Produce one of these, depending on the ask and available assets:

1. **Editor-ready package**: transcript, cut list, image timing, caption chunks, and DaVinci instructions.
2. **Rough edited MP4**: vertical 9:16 cut using ffmpeg when feasible.
3. **DaVinci Resolve handoff**: exact timeline notes / EDL-style cut plan for manual finishing.
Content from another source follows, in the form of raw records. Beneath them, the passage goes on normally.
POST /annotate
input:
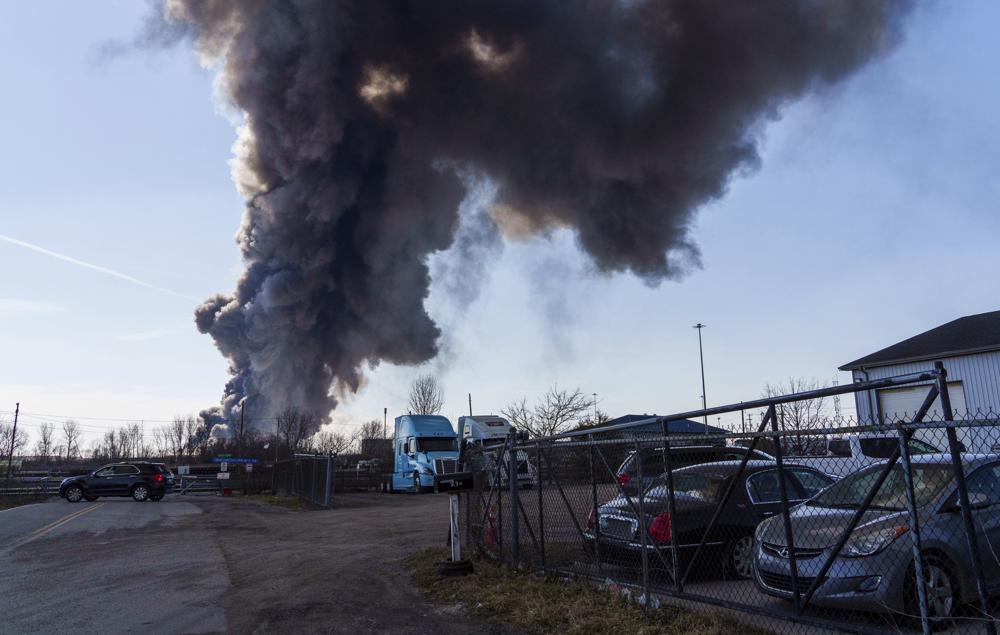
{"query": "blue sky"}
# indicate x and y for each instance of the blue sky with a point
(873, 217)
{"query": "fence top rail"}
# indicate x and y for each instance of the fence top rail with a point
(695, 439)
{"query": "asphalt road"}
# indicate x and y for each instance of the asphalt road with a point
(209, 565)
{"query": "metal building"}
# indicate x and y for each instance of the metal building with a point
(969, 347)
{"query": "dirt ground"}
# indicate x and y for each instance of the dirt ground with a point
(193, 564)
(333, 571)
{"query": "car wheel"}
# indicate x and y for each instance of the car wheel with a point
(941, 588)
(740, 557)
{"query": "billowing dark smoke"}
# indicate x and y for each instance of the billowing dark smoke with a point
(616, 119)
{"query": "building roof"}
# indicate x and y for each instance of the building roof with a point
(964, 336)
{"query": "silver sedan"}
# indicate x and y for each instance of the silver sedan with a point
(875, 571)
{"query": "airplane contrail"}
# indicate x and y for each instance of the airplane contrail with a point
(98, 268)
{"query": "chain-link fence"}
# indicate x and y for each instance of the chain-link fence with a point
(882, 526)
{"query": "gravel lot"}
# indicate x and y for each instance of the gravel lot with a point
(209, 564)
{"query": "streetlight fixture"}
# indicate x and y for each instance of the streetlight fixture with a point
(701, 356)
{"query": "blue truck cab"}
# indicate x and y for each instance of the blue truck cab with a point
(425, 454)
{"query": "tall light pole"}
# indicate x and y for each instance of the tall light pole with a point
(701, 356)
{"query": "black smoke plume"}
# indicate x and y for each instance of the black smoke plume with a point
(615, 119)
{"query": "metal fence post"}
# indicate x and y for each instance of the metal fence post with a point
(917, 541)
(541, 514)
(671, 509)
(328, 496)
(963, 496)
(593, 495)
(642, 527)
(783, 489)
(515, 539)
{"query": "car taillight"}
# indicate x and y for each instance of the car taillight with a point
(660, 530)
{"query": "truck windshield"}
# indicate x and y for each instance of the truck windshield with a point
(436, 444)
(850, 492)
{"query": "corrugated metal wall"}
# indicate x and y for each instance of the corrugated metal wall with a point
(979, 374)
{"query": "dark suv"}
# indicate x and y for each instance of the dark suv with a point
(680, 456)
(138, 479)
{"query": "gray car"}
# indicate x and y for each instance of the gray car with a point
(875, 570)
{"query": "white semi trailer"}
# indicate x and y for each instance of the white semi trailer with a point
(490, 433)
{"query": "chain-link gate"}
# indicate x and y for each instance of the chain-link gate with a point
(889, 526)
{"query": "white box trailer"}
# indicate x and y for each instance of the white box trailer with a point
(490, 433)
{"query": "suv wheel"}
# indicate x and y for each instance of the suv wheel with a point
(941, 589)
(740, 557)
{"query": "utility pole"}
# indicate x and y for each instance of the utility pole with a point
(13, 438)
(701, 356)
(243, 407)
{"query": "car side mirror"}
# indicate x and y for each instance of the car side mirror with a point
(977, 500)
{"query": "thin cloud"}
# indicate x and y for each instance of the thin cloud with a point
(93, 267)
(21, 306)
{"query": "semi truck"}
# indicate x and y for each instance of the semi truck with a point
(489, 433)
(425, 455)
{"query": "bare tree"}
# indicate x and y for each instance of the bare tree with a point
(558, 410)
(800, 416)
(295, 426)
(46, 439)
(329, 442)
(426, 396)
(71, 438)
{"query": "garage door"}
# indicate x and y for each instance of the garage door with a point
(903, 403)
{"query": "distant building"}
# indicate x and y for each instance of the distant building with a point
(969, 348)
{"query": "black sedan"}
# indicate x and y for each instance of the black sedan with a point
(138, 479)
(613, 529)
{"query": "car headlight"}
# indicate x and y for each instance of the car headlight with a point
(868, 542)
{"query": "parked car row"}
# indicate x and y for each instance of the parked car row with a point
(873, 572)
(140, 480)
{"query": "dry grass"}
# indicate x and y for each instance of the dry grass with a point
(534, 603)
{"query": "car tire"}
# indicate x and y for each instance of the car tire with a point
(74, 493)
(739, 557)
(942, 585)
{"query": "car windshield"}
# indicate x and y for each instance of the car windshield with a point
(700, 486)
(928, 481)
(436, 444)
(883, 447)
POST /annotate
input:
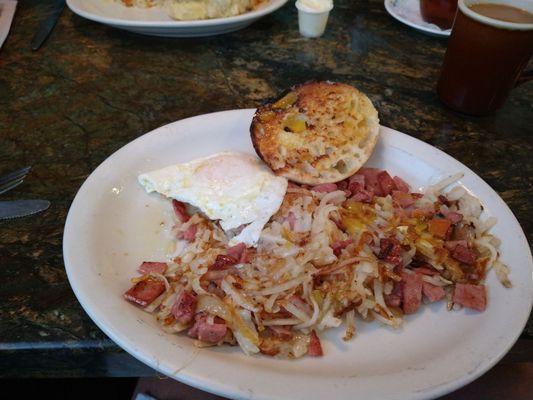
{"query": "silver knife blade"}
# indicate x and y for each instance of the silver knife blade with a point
(22, 208)
(47, 25)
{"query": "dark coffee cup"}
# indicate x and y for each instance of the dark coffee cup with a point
(485, 58)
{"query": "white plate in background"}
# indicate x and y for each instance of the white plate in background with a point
(156, 22)
(113, 225)
(408, 13)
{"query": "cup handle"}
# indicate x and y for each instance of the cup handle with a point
(524, 77)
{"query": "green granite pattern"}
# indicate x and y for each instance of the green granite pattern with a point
(92, 89)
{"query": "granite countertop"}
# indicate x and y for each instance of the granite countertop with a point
(91, 89)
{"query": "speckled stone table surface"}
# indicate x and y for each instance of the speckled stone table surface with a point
(91, 89)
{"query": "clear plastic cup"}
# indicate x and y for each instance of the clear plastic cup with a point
(312, 23)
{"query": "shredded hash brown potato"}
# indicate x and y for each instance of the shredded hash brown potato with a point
(366, 248)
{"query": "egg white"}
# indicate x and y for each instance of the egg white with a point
(234, 188)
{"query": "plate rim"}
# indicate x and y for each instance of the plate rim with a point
(218, 387)
(273, 5)
(390, 9)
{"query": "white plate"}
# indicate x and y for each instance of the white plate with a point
(113, 225)
(156, 22)
(408, 13)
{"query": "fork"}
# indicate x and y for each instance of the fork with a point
(13, 179)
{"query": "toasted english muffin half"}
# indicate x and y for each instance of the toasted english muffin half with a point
(319, 132)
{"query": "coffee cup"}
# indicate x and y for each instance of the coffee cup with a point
(486, 55)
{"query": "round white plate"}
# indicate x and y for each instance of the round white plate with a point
(113, 225)
(156, 22)
(408, 13)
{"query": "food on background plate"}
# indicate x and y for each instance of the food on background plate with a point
(319, 132)
(269, 265)
(188, 10)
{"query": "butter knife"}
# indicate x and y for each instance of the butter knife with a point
(47, 25)
(21, 208)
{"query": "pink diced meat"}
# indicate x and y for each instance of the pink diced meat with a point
(147, 266)
(412, 292)
(432, 292)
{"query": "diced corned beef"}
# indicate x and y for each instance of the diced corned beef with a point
(403, 199)
(294, 185)
(444, 200)
(422, 212)
(453, 216)
(426, 271)
(189, 234)
(371, 179)
(342, 185)
(412, 292)
(281, 332)
(237, 252)
(394, 299)
(452, 244)
(315, 348)
(325, 187)
(401, 184)
(185, 307)
(432, 292)
(180, 210)
(471, 296)
(299, 303)
(206, 332)
(145, 292)
(390, 251)
(363, 195)
(464, 255)
(357, 182)
(339, 245)
(291, 219)
(386, 183)
(439, 227)
(147, 266)
(222, 261)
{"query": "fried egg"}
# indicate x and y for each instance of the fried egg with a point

Do not claim a polished final edit unless an actual MP4 was produced and inspected.

## Default inputs

- Sam raw talking-head clip, audio, or voice memo
- Google recording doc or pasted teleprompter/editor timeline
- Three vertical images/slides when available; if missing or weak, create/source a visual pack
- Target platform: TikTok / Reels / Shorts, default 9:16 under 60 seconds

## Workflow

1. **Create an edit package folder** under `automation-outputs/video-edits/<slug>-<timestamp>/`.
2. **Copy/link inputs** into the package: raw clip, images, doc export/transcript.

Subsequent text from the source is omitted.